We commissioned 6 aged care services across the region to support the lives of older people in our community
Supporting improved medication management for older people
We continued to commission Drug and Therapeutic Information Service (DATIS) to coordinate the Quality use of Medicines Program which aims to engage and provide support for improved medication management of older people within the 6 Care Connections Practices.
The Quality use of Medicines priority areas include: Opioids and Benzodiazepines, Clinical Governance, Medicines, and weight with a focus on psychotropic medicines.
DATIS are also updating and educating local pharmacists on how to access HealthPathways and providing details about pathways that may be relevant to patients they might be supporting with Home Medicines Reviews.
Supporting providers to identify, treat, and prevent frailty in their patients
We commissioned AMPHEaT to liaise with the FORTRESS Project Team and deliver 5 FORTRESS Frailty education sessions to GPs, nurses, pharmacists, and allied health providers.
The sessions aimed to explore early identification, treatment, and prevention of frailty, and how all members of the multi-disciplinary team can work together to enhance patient outcomes.
Over 99 providers attended the 5 sessions, with more planned for the future.
Care Connections – Good Health, Good Life Project
We commissioned Simple Health Care Solutions to support 6 practices across the region with the continuation of our Care Connections - Good Health, Good Life project.
The project aims to assist community dwelling people aged 60 years and over to stay well and out of hospital through primary health care improvement activities. These activities included data quality improvement, risk stratification using the CSIRO Risk Stratification tool, and reviewing health assessment and care planning processes.
Each general practice involved in the project undertook community of practice activities, where they engaged with their local medical neighbourhood (pharmacists, dietitians, exercise physiologists, psychologists, and local councils) to establish programs supporting their over 60 patient cohort.
Some practices established group education and support sessions with patients, which included action plan setting by pharmacists, dietitians, and exercise physiologists. Other practices reviewed their Home Medicines Review and Case Conferencing processes, and established connections with local councils (Salisbury and Onkaparinga) to refer patients to their established wellbeing services.
Considering COVID-19 and the subsequent increase in social isolation, clinics focused on social connectedness and wellbeing.
We supported 5 lead nurses and 21 residential aged care facilities as part of our Enabling Choice Program
Our response to the Greater Choice for at Home Palliative Care Measure
Enabling Choice for South Australia is our response to the Commonwealth’s Greater Choice for at Home Palliative Care (GCfAHPC) Measure.
The GCfAHPC Measure commenced in 2019 and with additional funding, will continue until 2025.
This year, the project rolled into phase 2, which built upon the activity, achievements, and successes of phase 1 (2019-2020) including developing a process that could achieve an advance care plan for every resident and documenting their goals of care from admission through any change in their health status to their terminal phase of life.
In phase 2 (2020-2021), our Quality Improvement Coordinators engaged with 5 organisations and appointed 5 lead nurses to work across each organisation’s facilities, serving a total of 21 RACFs.
The project developed the following tools to assist RACFs in palliative care:
Activity workplans that reflect the quality improvement process, goals and expected outcomes to implement best practice advance care planning.
An advance care planning audit tool to identify process, gaps, and variance with required activity reflected through a quality improvement lens.
An Advance Care Planning Resource ensuring consistency of process and tools used for advance care planning. This resource has been adopted by all organisations involved in phase 2.
Each organisation developed policies, procedures, and pathways for a palliative approach supported through their clinical governance framework.
All organisations recognised the value of lead nurse roles and the impact they had on change and sustainability. One organisation reported that “staff have expressed how valuable it has been to have a dedicated palliative care nurse on the floor, providing support and direction to them and to the residents. Someone that they can go to for action around the deteriorating resident, for stress relief and support and for educational purposes. Staff stated that the bereavement project has been an incredible improvement in the care for all during end of life. Registered nurses have stated that providing a mentor approach to them has been invaluable”.

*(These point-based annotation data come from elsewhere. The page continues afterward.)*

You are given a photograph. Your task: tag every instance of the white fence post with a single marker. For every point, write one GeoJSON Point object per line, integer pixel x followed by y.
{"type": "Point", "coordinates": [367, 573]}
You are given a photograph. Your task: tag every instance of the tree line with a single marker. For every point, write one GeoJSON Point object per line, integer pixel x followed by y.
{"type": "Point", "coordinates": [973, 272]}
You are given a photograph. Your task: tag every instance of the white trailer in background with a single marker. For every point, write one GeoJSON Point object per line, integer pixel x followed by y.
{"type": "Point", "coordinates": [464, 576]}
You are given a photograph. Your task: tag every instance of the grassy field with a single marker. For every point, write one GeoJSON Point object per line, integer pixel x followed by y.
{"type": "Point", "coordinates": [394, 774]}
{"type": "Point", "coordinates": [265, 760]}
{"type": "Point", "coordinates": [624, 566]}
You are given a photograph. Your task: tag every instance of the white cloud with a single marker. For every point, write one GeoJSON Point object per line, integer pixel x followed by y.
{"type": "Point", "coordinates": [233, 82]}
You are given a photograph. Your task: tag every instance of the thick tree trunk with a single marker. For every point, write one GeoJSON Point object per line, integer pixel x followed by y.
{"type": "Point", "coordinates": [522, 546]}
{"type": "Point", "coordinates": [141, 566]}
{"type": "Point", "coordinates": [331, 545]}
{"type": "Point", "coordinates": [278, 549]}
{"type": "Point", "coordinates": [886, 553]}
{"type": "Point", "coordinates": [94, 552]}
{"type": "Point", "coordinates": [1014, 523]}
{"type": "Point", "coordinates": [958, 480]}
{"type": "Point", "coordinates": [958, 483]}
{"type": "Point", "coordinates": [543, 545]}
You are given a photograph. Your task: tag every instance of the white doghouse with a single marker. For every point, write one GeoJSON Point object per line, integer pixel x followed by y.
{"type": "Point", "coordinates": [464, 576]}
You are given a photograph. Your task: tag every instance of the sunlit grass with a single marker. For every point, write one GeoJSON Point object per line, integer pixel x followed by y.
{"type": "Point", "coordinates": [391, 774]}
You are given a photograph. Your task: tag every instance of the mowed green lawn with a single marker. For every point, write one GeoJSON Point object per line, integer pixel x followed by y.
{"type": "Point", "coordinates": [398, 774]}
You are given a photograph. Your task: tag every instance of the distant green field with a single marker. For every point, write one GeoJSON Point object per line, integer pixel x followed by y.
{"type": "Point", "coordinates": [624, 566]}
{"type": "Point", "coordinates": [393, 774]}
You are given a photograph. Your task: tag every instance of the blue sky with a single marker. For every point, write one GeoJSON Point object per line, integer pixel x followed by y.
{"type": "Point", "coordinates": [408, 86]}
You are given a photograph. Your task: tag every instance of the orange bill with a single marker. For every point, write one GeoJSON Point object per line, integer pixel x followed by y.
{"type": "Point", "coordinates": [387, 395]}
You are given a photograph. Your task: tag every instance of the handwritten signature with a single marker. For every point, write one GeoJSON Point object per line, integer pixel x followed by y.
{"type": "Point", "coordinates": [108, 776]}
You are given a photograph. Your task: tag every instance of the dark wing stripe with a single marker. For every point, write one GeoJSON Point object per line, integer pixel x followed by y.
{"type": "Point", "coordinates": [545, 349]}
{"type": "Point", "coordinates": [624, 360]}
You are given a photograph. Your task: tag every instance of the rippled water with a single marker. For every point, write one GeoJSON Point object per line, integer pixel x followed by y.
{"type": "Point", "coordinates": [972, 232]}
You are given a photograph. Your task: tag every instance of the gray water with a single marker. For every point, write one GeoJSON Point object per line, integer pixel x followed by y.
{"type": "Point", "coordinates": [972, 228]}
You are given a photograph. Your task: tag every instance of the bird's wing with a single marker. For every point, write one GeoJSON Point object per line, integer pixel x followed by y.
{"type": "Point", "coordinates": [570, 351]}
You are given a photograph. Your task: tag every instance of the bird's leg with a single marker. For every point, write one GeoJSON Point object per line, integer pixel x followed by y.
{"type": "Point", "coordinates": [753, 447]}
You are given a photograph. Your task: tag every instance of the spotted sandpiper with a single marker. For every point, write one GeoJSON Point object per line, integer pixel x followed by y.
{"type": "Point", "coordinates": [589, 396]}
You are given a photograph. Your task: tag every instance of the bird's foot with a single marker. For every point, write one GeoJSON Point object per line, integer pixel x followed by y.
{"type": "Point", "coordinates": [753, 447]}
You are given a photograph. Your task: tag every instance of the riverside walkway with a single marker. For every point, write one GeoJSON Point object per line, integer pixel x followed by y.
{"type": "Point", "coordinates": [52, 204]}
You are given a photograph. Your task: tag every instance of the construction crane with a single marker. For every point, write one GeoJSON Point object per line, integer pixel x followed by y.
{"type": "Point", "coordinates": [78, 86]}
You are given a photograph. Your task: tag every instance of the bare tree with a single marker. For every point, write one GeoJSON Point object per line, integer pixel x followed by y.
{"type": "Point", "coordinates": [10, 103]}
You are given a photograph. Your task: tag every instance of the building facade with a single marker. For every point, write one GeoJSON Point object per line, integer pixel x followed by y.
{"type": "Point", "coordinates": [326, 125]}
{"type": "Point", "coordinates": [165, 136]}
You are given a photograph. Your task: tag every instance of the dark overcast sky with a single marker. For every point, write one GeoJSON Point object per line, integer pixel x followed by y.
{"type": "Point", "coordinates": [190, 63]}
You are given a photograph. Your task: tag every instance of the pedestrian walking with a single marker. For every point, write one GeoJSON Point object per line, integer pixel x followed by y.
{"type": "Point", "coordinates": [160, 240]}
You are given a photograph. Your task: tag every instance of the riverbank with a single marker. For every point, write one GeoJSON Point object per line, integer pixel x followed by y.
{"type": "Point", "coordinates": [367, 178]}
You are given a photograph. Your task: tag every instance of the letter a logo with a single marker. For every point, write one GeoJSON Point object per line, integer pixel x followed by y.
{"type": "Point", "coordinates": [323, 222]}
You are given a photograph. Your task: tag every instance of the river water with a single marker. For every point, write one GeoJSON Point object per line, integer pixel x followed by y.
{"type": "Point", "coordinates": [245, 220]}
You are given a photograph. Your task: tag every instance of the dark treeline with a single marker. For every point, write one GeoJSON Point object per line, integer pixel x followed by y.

A RACF staff member also described how the project had helped her “I cannot explain the relief you feel as a worker to identify that someone has declined in their health suddenly, and to be able to immediately speak to the lead nurse and know that she would ensure things were in place and happening for the resident to ensure they were comfortable, and that she would speak to the family and be there as support the whole way through. This made palliative care a lot less daunting for me and other workers and meant that you do not suddenly face questions from visiting family who are confused and sad and unsure why their loved one had deteriorated, is in pain, or where they are at with their care. The lead nurse's ability to make such a daunting process smooth, coordinated and understood, and her ability to do so with genuine care clearly alleviates stress on families and workers in what is already a stressful time. She is invaluable.”
The project has led some organisations to invest in lead nurse positions moving forward to ensure sustainability of best practice advance care planning.